Escándalo Americano (2013) es lo más rescatable que ha realizado el director en los últimos años. Una película que se asoma al género criminal, pero que en realidad es más una comedia, inclinada incluso a la comedia romántica. Si bien es un grupo jugando a ser policías y ladrones (turnándose dichos roles), es muy notoria la presencia del romance que se concibe entre ellos. Son los conflictos amorosos los que sin querer complican tanto sus estrategias como sus planes de estafa, poniendo en riesgo la empresa como la relación entre sus mismos socios. Hablar de una película rigurosamente criminal, implica a personajes que actúan hasta un punto demencial, perverso e innato. Los personajes de Russell son más bien emotivos. Se enternecen, colapsan, se celan entre ellos, se pelean, se amistan. Son vulnerables y volubles, y eso es lo que hace que se compliquen las cosas.

Hay, sin embargo, una intención del director por insistir a hacer su propia película criminal. Aquella que bien le haría recordar a un filme como el de Buenos muchachos (1990), de Martin Scorsese (quiebre argumental, técnicas de formato, personajes explosivos o violentos), o tal vez a uno más pretérito, como por ejemplo remembrando al clásico cine negro. Por un lado, Escándalo Americano ambienta una época, más que política, cultural. El vestuario y las pistas musicales aquí son esenciales para provocar dicha nostalgia. Está también la ambientación a un mundo anónimo y peligroso. La presencia de la mafia asume un perfil intimidante, aunque solo en apariencia. El personaje de Robert De Niro fantasea con ser un Al Capone o el James Conway del filme de Scorsese. Como estrategia desesperada, Russell resuelve hacerle un brevísimo flashback a este individuo de “duro semblante”. Tal vez en realidad así lo sea, aunque no se sabe porque no aparecerá más.

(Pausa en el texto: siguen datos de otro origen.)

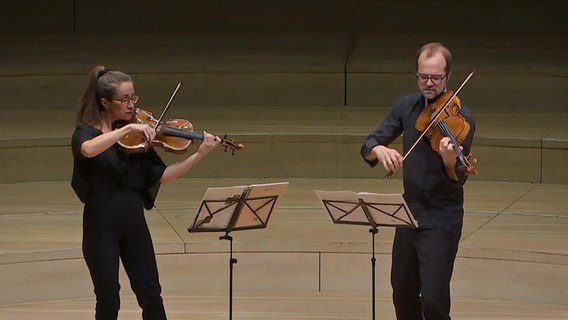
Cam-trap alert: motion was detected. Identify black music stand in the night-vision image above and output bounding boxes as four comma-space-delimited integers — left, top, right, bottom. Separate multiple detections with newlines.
315, 190, 418, 320
187, 182, 288, 319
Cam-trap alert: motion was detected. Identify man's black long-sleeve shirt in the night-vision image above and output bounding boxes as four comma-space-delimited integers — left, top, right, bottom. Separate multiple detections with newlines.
361, 92, 475, 228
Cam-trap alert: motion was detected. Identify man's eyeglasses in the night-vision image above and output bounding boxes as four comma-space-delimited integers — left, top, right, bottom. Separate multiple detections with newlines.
112, 95, 139, 105
416, 73, 448, 84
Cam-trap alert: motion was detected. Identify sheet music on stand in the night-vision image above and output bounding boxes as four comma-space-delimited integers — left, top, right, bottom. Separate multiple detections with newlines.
188, 182, 289, 233
315, 190, 418, 228
314, 190, 418, 320
187, 182, 288, 320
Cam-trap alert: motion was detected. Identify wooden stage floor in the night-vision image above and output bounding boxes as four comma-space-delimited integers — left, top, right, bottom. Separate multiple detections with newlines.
0, 177, 568, 320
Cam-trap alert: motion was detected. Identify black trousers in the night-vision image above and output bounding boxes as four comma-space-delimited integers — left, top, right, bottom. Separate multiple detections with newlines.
391, 225, 462, 320
83, 223, 166, 320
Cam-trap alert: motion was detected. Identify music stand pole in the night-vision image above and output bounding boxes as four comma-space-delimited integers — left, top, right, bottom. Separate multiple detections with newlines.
315, 190, 418, 320
369, 227, 379, 320
219, 232, 237, 320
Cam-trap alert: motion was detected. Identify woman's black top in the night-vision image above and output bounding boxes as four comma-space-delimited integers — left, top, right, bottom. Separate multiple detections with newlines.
71, 125, 166, 227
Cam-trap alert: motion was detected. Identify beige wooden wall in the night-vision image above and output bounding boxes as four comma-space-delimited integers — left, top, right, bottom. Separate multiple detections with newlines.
0, 0, 568, 34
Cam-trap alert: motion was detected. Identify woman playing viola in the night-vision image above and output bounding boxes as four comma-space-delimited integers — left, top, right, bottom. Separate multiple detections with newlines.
71, 66, 221, 320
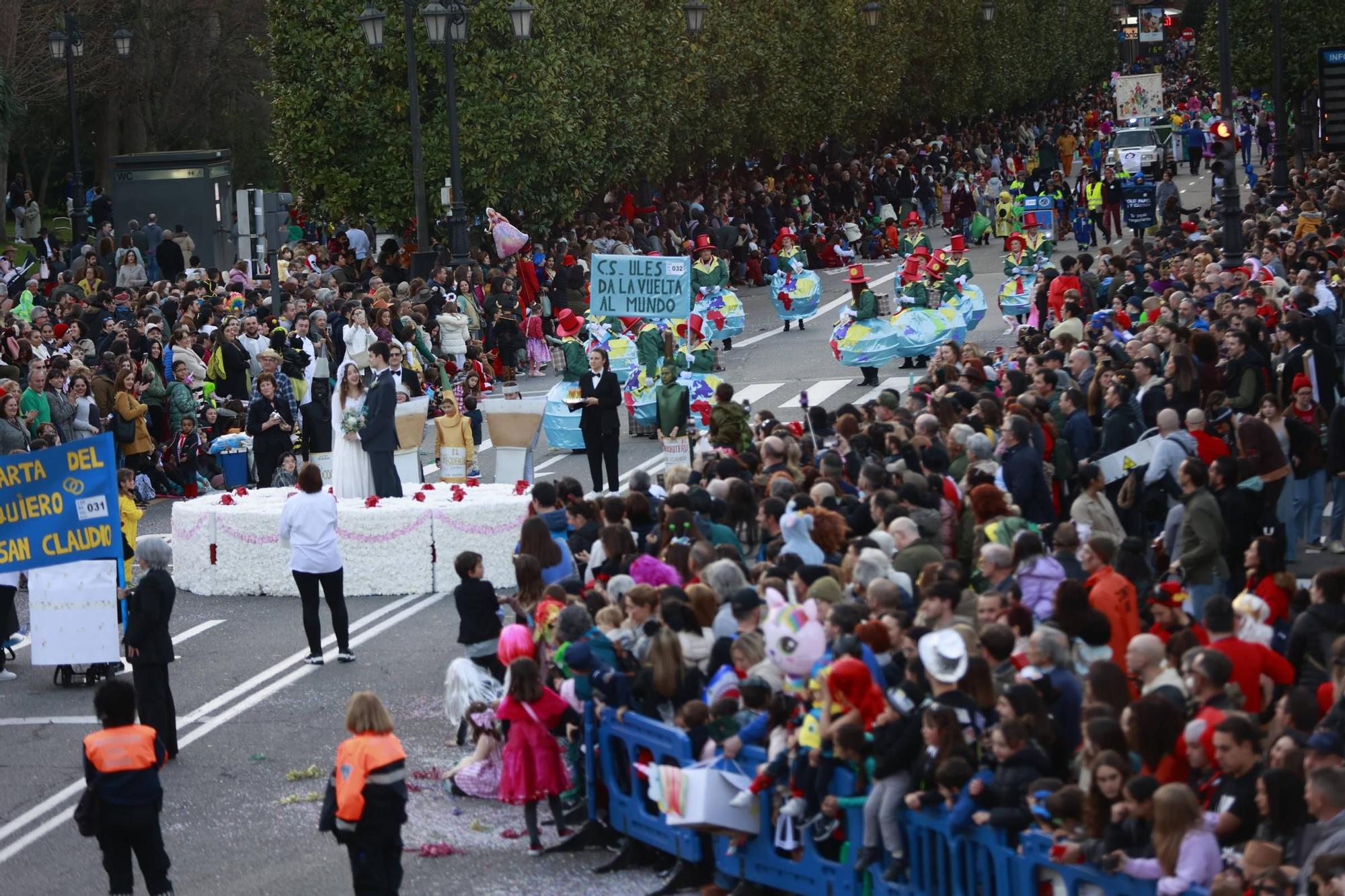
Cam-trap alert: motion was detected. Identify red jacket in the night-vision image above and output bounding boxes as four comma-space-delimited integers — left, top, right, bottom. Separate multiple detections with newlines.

Como filme criminal, Escándalo Americano se frustra, muy a pesar si tiene como aliciente a otro subgénero clásico. El personaje de Amy Adams es casi nuclear en el filme. Más adelante, la intervención de Jennifer Lawrence será fundamental para darle un giro a la trama. Frente a esto, los personajes masculinos giran en torno a los femeninos. Russell se acerca al subgénero de los años 40, el screwball comedy. Un cine de noción detectivesca o criminal, pero que alberga también una trama romántica, siendo la intervención femenina trascendental en la actitudes masculinas. Christian Bale y Bradley Cooper están ceñidos a los juegos de seducción de las dos damas de la historia. Es así como Russell termina por realizar una película menos impredecible que sus anteriores. Personajes faltando sus propios discursos. Ladrones redimiéndose, agentes embarrándose. Lástima que un sector la elogie con fascinación. Jennifer Lawrence no es la gran actuación que mencionan. Tampoco es la mejor película de David O. Russell. De lo más reciente sí, pero su ópera prima, Spanking the monkey (1994), es de lejos lo mejor del “otro yo” (ya casi extinto) del director.